2016年6月25日土曜日

イギリスのEU離脱・ブレグジット

ブレグジット起きましたね〜。

議員の射殺事件まで引き起こした今回の国民的投票。僅差(48.1:51.9)でEU離脱派が勝利しましたが、地図上の勝敗分布をみるとイングランド対その他の地域みたいな対立の構図になっているのが明確に出ているのが何とも強烈で、案の定、スコットランドを中心にEU残留の請願が、投票終了後のたった2日で200万を超える勢いで出されているという話。

これは素直に考えると、再びスコットランドがGBからの離脱へと舵を切るきっかけとなるはずで、6割を超える人間が残留を選択し、ほぼ全国全てが残留優勢地域として記録されたスコットランドとしては国を分かってでもEUに残留するという方向へ必死に動くのは当然ではないでしょうかね。

これでまた、スコットランド人のイングランドとの違いが明確に炙りだされた感じ。特にイングランドの田舎と年寄りの多いエリアでのEU離脱は彼の”栄光の大英帝国”を忘れられない斜陽の人々にとっては、俺達の街にやってくる英語をしゃべろうともしないEU移民と言うのは、”仕事を奪い生活の平穏を乱す連中”という意味でしか解釈されていなかったのではないかと推測します。

問題はGBの四カ国間の地政学上の問題だけではなく、世代と経済的格差をもつ人達の間での違いでも有るわけで、複雑な形状のモザイクの中で今後残された僅かな期間の”最終的な切り離し作業”の中で起きてくるであろう様々な本人たちの予想を超えた悲喜劇がどういうふうに彼らの実生活を変えていくのかという壮大な実験が始まるわけです。

この皮膚感覚というのは、多分(推測でしかありませんが)自分は関係ないと思っていた”戦争”が、始まる前の不安感に似ているんじゃないかと・・・。要するに自分の小さな力ではどうしようもない世論の”雰囲気”が醸しだした挙句の国民の選択。良いとか悪いとかではなく、そうなってしまったという結果にどちらの人間も100%の安堵感は得られない、しかし覚悟だけは決めないといけないという状況ではないかと思います。

脱出可能な人たちはきっと国籍をGBの他のエリアに変えてでもEU残留のメリットを活かせる国に居残るでしょうが、キャメロンの壮大な賭けは、結局、勝って自分の地位を盤石にするどころか彼自身を自らの椅子から蹴りだす結果として決着してしまいました。
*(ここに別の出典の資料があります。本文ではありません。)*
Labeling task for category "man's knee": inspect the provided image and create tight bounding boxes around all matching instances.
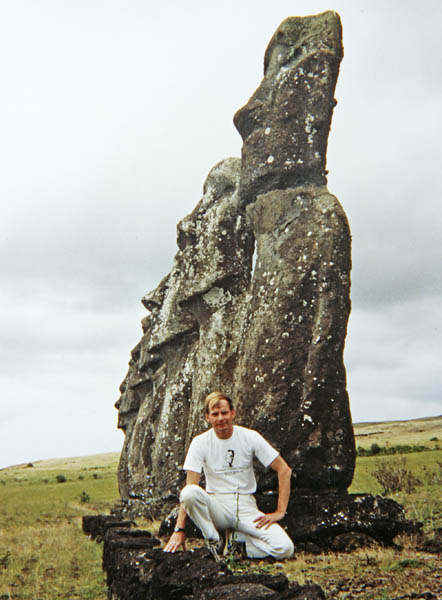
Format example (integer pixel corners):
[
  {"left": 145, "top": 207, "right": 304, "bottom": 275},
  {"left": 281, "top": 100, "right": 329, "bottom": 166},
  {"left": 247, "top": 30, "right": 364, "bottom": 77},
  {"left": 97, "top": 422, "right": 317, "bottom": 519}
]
[
  {"left": 180, "top": 484, "right": 203, "bottom": 507},
  {"left": 266, "top": 528, "right": 294, "bottom": 560},
  {"left": 275, "top": 536, "right": 294, "bottom": 559}
]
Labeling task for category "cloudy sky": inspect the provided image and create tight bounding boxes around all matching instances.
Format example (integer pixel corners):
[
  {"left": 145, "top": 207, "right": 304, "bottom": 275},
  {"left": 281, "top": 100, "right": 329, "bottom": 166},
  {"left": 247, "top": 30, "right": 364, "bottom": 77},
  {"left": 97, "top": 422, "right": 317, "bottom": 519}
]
[{"left": 1, "top": 0, "right": 441, "bottom": 469}]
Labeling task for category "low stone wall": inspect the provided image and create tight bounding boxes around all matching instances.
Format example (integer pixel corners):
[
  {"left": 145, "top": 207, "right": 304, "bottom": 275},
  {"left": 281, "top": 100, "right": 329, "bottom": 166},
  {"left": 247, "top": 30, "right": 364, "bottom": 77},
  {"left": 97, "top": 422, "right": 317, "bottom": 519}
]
[{"left": 83, "top": 516, "right": 325, "bottom": 600}]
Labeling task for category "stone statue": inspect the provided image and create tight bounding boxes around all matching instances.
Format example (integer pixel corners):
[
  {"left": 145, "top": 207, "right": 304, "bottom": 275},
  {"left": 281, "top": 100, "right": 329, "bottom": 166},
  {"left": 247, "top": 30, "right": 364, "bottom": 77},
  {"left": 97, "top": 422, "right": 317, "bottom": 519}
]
[
  {"left": 232, "top": 11, "right": 355, "bottom": 490},
  {"left": 116, "top": 157, "right": 253, "bottom": 502},
  {"left": 116, "top": 10, "right": 355, "bottom": 509}
]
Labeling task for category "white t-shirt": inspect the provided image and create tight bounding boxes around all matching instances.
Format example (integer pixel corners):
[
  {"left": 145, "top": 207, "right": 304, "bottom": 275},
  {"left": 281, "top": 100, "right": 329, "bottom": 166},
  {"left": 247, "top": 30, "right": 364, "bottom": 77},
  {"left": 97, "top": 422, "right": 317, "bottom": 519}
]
[{"left": 183, "top": 425, "right": 279, "bottom": 494}]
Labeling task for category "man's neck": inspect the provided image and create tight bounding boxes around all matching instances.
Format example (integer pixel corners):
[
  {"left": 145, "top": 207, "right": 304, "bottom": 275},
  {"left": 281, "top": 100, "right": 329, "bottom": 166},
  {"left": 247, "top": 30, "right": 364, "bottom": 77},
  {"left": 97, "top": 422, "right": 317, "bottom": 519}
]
[{"left": 213, "top": 425, "right": 234, "bottom": 440}]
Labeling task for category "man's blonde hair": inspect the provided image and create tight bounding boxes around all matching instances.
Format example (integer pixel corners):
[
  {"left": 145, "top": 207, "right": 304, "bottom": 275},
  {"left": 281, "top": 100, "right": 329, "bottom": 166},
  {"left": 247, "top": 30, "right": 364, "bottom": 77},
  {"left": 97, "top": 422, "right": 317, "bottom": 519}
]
[{"left": 204, "top": 391, "right": 234, "bottom": 414}]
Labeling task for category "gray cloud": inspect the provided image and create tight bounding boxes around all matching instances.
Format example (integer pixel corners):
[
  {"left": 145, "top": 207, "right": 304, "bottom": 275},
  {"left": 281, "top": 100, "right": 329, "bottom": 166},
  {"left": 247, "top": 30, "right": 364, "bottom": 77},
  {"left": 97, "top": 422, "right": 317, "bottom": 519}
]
[
  {"left": 1, "top": 0, "right": 441, "bottom": 468},
  {"left": 346, "top": 296, "right": 442, "bottom": 422}
]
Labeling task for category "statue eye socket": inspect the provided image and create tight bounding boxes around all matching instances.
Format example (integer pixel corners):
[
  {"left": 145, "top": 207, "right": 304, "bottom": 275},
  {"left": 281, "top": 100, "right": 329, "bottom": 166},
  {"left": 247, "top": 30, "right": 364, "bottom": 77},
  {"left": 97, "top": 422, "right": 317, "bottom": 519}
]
[{"left": 177, "top": 221, "right": 197, "bottom": 251}]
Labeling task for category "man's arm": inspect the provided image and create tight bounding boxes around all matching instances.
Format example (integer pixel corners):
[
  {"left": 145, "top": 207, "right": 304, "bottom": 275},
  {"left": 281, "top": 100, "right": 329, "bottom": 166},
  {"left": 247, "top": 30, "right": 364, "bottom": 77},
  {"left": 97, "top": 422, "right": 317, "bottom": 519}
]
[
  {"left": 254, "top": 455, "right": 292, "bottom": 529},
  {"left": 163, "top": 470, "right": 200, "bottom": 552}
]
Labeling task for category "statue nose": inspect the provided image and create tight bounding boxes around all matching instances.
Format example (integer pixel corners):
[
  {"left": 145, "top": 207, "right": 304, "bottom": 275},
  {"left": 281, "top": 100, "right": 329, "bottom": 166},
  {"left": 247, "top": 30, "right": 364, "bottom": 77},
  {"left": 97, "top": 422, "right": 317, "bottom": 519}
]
[{"left": 234, "top": 97, "right": 264, "bottom": 141}]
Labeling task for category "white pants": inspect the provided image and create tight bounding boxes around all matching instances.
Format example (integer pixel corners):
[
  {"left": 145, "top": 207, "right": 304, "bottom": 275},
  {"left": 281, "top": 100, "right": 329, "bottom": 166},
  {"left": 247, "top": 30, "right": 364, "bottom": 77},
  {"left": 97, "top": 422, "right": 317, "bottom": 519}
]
[{"left": 180, "top": 484, "right": 294, "bottom": 559}]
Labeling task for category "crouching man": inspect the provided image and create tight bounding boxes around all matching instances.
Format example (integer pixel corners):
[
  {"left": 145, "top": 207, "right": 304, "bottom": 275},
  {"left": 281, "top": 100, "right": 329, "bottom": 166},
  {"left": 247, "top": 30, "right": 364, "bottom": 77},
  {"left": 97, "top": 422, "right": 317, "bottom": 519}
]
[{"left": 164, "top": 391, "right": 294, "bottom": 560}]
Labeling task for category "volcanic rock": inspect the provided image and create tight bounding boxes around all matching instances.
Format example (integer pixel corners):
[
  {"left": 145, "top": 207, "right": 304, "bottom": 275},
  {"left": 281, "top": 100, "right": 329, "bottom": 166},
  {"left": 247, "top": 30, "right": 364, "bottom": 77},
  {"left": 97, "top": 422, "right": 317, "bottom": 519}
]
[
  {"left": 115, "top": 10, "right": 354, "bottom": 506},
  {"left": 234, "top": 11, "right": 343, "bottom": 204},
  {"left": 93, "top": 524, "right": 325, "bottom": 600},
  {"left": 82, "top": 514, "right": 136, "bottom": 542}
]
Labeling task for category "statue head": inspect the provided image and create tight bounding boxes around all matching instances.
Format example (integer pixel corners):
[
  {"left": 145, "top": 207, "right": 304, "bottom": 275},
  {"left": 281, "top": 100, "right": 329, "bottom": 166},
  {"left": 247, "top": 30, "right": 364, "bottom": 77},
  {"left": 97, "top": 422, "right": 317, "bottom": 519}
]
[{"left": 233, "top": 11, "right": 342, "bottom": 206}]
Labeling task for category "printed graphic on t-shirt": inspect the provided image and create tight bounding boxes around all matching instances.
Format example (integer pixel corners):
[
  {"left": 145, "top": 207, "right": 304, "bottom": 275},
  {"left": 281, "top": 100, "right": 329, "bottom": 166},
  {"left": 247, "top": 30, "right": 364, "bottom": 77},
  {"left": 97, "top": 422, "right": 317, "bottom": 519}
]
[
  {"left": 226, "top": 449, "right": 235, "bottom": 467},
  {"left": 214, "top": 448, "right": 245, "bottom": 476}
]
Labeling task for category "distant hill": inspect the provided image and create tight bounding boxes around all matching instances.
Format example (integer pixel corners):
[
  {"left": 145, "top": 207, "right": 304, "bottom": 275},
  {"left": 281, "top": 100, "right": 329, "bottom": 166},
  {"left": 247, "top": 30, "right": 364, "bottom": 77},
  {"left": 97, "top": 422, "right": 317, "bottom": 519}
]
[
  {"left": 2, "top": 415, "right": 441, "bottom": 471},
  {"left": 1, "top": 451, "right": 120, "bottom": 472},
  {"left": 353, "top": 415, "right": 442, "bottom": 449}
]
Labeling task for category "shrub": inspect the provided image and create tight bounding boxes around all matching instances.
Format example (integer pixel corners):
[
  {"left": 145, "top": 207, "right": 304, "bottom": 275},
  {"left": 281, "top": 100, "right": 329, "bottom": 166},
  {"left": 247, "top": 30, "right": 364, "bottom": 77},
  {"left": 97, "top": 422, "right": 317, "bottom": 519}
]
[
  {"left": 422, "top": 461, "right": 442, "bottom": 486},
  {"left": 388, "top": 558, "right": 426, "bottom": 572},
  {"left": 356, "top": 443, "right": 432, "bottom": 457},
  {"left": 56, "top": 474, "right": 67, "bottom": 483},
  {"left": 371, "top": 456, "right": 422, "bottom": 495},
  {"left": 79, "top": 491, "right": 90, "bottom": 503},
  {"left": 0, "top": 551, "right": 10, "bottom": 570},
  {"left": 370, "top": 443, "right": 381, "bottom": 455}
]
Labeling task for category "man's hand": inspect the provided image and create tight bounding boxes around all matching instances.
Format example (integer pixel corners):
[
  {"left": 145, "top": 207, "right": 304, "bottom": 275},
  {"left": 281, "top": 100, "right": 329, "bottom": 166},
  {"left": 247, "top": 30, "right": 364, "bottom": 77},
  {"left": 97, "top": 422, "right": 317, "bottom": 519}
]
[
  {"left": 163, "top": 530, "right": 186, "bottom": 553},
  {"left": 163, "top": 471, "right": 199, "bottom": 553},
  {"left": 254, "top": 511, "right": 285, "bottom": 529}
]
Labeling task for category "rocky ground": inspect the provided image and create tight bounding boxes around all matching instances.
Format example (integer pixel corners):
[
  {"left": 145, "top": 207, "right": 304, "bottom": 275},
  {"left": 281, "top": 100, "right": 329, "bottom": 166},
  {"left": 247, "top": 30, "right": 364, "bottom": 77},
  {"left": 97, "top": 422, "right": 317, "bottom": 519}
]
[
  {"left": 83, "top": 516, "right": 441, "bottom": 599},
  {"left": 178, "top": 533, "right": 441, "bottom": 600}
]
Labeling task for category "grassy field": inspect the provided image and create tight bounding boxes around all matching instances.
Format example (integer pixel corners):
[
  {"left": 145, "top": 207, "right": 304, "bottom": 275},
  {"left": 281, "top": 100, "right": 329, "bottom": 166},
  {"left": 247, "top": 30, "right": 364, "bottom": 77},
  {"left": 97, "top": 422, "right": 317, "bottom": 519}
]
[
  {"left": 353, "top": 415, "right": 441, "bottom": 450},
  {"left": 0, "top": 453, "right": 120, "bottom": 600},
  {"left": 1, "top": 417, "right": 441, "bottom": 599}
]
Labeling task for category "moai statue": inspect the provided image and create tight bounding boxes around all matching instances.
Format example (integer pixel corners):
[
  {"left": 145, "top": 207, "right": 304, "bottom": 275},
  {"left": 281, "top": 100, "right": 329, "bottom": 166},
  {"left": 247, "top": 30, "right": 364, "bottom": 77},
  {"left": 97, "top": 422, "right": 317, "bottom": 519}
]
[
  {"left": 232, "top": 11, "right": 355, "bottom": 490},
  {"left": 116, "top": 268, "right": 198, "bottom": 501},
  {"left": 116, "top": 11, "right": 355, "bottom": 502},
  {"left": 171, "top": 158, "right": 254, "bottom": 445},
  {"left": 116, "top": 159, "right": 251, "bottom": 499}
]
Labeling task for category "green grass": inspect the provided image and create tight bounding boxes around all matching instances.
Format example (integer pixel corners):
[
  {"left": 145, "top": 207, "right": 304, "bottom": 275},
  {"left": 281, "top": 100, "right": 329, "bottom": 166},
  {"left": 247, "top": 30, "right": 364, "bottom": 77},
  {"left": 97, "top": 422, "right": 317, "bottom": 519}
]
[
  {"left": 0, "top": 457, "right": 120, "bottom": 600},
  {"left": 349, "top": 449, "right": 442, "bottom": 530},
  {"left": 350, "top": 449, "right": 442, "bottom": 493},
  {"left": 1, "top": 422, "right": 441, "bottom": 599}
]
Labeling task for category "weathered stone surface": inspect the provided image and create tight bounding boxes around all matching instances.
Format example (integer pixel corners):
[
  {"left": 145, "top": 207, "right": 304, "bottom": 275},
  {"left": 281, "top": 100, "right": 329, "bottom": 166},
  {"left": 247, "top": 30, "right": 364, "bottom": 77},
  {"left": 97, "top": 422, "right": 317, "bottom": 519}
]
[
  {"left": 233, "top": 186, "right": 353, "bottom": 490},
  {"left": 233, "top": 11, "right": 342, "bottom": 205},
  {"left": 82, "top": 514, "right": 136, "bottom": 542},
  {"left": 282, "top": 492, "right": 420, "bottom": 546},
  {"left": 114, "top": 332, "right": 155, "bottom": 500},
  {"left": 95, "top": 525, "right": 324, "bottom": 600},
  {"left": 116, "top": 273, "right": 199, "bottom": 500},
  {"left": 230, "top": 10, "right": 353, "bottom": 491},
  {"left": 116, "top": 10, "right": 354, "bottom": 507},
  {"left": 189, "top": 583, "right": 279, "bottom": 599},
  {"left": 283, "top": 585, "right": 326, "bottom": 600},
  {"left": 171, "top": 157, "right": 254, "bottom": 445},
  {"left": 115, "top": 157, "right": 252, "bottom": 505}
]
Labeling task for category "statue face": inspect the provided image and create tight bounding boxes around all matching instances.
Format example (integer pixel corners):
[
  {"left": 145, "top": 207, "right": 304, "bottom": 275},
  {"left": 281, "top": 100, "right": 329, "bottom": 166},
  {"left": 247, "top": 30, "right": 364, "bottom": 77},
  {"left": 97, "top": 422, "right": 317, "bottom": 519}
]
[
  {"left": 234, "top": 16, "right": 340, "bottom": 205},
  {"left": 115, "top": 319, "right": 158, "bottom": 433},
  {"left": 115, "top": 373, "right": 150, "bottom": 432},
  {"left": 173, "top": 157, "right": 251, "bottom": 308},
  {"left": 143, "top": 269, "right": 197, "bottom": 355}
]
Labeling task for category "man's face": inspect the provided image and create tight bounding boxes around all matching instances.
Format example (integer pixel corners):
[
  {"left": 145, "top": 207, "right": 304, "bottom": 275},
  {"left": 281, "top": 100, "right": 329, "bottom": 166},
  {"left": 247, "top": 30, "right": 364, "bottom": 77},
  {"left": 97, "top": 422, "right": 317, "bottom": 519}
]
[{"left": 205, "top": 399, "right": 235, "bottom": 439}]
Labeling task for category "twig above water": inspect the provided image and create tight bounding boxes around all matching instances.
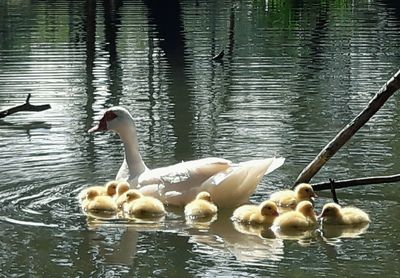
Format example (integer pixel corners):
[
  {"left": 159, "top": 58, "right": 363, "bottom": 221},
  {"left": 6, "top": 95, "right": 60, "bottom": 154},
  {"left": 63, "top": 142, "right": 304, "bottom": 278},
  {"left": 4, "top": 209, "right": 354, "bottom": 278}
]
[
  {"left": 329, "top": 179, "right": 339, "bottom": 204},
  {"left": 0, "top": 94, "right": 51, "bottom": 118},
  {"left": 293, "top": 69, "right": 400, "bottom": 187},
  {"left": 312, "top": 174, "right": 400, "bottom": 191}
]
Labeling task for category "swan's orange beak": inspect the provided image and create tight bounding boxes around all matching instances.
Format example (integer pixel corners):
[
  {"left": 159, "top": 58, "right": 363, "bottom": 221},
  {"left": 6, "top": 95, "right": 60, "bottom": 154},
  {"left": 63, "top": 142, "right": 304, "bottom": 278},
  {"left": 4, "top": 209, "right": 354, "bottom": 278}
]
[
  {"left": 88, "top": 110, "right": 117, "bottom": 133},
  {"left": 88, "top": 119, "right": 107, "bottom": 133}
]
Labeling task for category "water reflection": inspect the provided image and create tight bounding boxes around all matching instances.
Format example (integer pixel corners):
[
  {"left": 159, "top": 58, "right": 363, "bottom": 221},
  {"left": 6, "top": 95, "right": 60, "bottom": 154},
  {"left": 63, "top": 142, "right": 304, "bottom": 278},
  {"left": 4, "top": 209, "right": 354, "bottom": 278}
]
[
  {"left": 146, "top": 0, "right": 194, "bottom": 160},
  {"left": 1, "top": 0, "right": 400, "bottom": 276},
  {"left": 321, "top": 223, "right": 370, "bottom": 240},
  {"left": 83, "top": 208, "right": 287, "bottom": 265},
  {"left": 0, "top": 120, "right": 51, "bottom": 139}
]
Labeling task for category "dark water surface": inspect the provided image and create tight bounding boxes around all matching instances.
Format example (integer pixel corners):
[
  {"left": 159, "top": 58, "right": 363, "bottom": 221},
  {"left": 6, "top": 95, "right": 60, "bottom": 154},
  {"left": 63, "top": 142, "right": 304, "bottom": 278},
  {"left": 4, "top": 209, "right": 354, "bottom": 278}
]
[{"left": 1, "top": 0, "right": 400, "bottom": 276}]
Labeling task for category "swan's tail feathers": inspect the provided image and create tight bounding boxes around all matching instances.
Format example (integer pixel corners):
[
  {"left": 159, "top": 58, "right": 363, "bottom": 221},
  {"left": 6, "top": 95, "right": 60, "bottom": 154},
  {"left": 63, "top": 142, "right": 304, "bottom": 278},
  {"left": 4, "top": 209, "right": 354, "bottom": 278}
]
[
  {"left": 264, "top": 157, "right": 285, "bottom": 175},
  {"left": 201, "top": 157, "right": 285, "bottom": 208}
]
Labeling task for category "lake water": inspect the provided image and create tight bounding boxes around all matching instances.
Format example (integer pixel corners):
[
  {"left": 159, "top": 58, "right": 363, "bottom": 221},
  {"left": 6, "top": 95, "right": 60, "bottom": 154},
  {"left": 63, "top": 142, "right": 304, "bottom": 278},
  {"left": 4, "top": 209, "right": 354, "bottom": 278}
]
[{"left": 1, "top": 0, "right": 400, "bottom": 276}]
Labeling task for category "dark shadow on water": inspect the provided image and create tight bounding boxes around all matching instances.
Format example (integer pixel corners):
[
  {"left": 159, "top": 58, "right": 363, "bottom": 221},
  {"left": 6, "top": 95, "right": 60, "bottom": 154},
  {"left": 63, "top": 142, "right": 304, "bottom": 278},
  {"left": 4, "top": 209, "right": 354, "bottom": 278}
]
[
  {"left": 103, "top": 0, "right": 123, "bottom": 107},
  {"left": 0, "top": 120, "right": 52, "bottom": 139},
  {"left": 82, "top": 0, "right": 98, "bottom": 185},
  {"left": 145, "top": 0, "right": 194, "bottom": 161}
]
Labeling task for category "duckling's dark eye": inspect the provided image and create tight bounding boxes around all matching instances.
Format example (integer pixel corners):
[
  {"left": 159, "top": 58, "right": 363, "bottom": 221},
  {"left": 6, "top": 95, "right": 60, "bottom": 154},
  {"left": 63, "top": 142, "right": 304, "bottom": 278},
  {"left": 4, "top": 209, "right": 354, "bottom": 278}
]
[{"left": 305, "top": 189, "right": 310, "bottom": 192}]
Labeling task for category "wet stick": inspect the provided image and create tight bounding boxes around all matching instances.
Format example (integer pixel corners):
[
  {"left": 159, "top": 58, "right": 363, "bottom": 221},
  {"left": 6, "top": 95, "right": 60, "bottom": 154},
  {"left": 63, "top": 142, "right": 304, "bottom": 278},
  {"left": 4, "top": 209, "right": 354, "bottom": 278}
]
[
  {"left": 293, "top": 69, "right": 400, "bottom": 187},
  {"left": 311, "top": 174, "right": 400, "bottom": 191},
  {"left": 0, "top": 94, "right": 51, "bottom": 118},
  {"left": 329, "top": 179, "right": 339, "bottom": 204}
]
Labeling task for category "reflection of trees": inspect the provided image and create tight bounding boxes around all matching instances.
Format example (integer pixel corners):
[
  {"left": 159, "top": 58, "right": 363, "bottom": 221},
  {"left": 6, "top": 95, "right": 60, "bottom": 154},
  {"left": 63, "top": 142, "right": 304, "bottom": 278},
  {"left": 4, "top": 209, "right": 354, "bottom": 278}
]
[
  {"left": 103, "top": 0, "right": 123, "bottom": 107},
  {"left": 145, "top": 0, "right": 194, "bottom": 161}
]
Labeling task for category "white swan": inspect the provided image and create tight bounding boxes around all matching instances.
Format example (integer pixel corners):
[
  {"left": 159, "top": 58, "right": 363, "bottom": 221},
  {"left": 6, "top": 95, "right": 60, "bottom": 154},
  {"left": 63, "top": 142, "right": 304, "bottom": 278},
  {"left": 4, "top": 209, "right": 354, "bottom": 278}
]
[{"left": 89, "top": 106, "right": 285, "bottom": 207}]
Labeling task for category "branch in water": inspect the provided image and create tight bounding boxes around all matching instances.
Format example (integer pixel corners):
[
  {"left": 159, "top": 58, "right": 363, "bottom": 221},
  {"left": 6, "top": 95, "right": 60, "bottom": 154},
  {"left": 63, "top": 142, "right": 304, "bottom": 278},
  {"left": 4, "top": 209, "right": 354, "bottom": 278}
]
[
  {"left": 293, "top": 69, "right": 400, "bottom": 187},
  {"left": 0, "top": 94, "right": 51, "bottom": 118},
  {"left": 312, "top": 174, "right": 400, "bottom": 191},
  {"left": 329, "top": 178, "right": 339, "bottom": 204}
]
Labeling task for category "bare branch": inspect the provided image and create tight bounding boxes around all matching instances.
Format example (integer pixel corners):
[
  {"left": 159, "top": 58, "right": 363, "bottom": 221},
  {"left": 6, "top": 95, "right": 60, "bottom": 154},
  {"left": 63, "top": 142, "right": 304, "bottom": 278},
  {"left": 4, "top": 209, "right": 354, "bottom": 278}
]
[
  {"left": 312, "top": 174, "right": 400, "bottom": 191},
  {"left": 0, "top": 94, "right": 51, "bottom": 118},
  {"left": 328, "top": 179, "right": 339, "bottom": 204},
  {"left": 293, "top": 69, "right": 400, "bottom": 187}
]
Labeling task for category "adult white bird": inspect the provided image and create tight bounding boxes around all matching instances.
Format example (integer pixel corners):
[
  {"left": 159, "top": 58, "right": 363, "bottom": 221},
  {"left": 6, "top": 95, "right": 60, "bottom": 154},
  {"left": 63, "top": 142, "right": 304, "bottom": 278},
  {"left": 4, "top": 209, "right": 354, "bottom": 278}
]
[{"left": 89, "top": 106, "right": 285, "bottom": 207}]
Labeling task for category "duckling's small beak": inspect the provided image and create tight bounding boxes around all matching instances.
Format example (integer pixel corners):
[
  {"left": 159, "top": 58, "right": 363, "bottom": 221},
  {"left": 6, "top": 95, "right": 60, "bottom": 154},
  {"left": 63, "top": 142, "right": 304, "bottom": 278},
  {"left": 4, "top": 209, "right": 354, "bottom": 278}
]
[{"left": 273, "top": 211, "right": 279, "bottom": 217}]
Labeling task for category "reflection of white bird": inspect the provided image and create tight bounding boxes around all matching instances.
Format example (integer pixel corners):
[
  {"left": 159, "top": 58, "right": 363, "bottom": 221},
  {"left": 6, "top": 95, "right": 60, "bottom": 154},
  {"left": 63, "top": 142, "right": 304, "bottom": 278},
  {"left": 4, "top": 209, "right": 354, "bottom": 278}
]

他のEU首脳達は連鎖的崩落を断ち切るために早速イギリスの”速やかな”切り離しを勧告していますし、イギリス独立派は今後オノレの投票結果の責任をしっかりと受け止める長い長い年月を過ごすことになることでしょう。

2 件のコメント:

匿名 さんのコメント...

ブレグ…あ、BritainとExitの合体ですか!
もうそんな造語があるんですね~

私は離脱派が勝利するとは思っていませんでした。
(なんだかんだいって変化するのって勇気いるし。)
国民の半分位は不満なわけで大変そうですね…

先日、smallGさんがコメ欄に「戦争とか起こらないと良いのですが」
と書いていらっしゃってますます不安になってきました~(汗)
そうでなくても中国が不穏な動きしてるのに…




small G さんのコメント...

中国の”一寸先の読めない”混沌さに比べればまだBrexitは可能性は無いとはいえなかった選択肢なのですが、それでも充分巨大な津波ですよね。
経済界の反応の大きさはやはり凄かったですし。
円も(私にとってはいい感じで)100円前後にやがては落ち着きそうですし、とりあえずは外野から様子見です。
ヨーロッパはEUの存在下に戦争が起こらない日々を送ってきているだけに、イギリスの離脱が後の歴史にどう評価されるのか見ものです。
キャメロンの一撃とポピュリストの意を理解せぬ衆愚の選択とか言うサブタイトルが付きそうな気がするんですが・・・。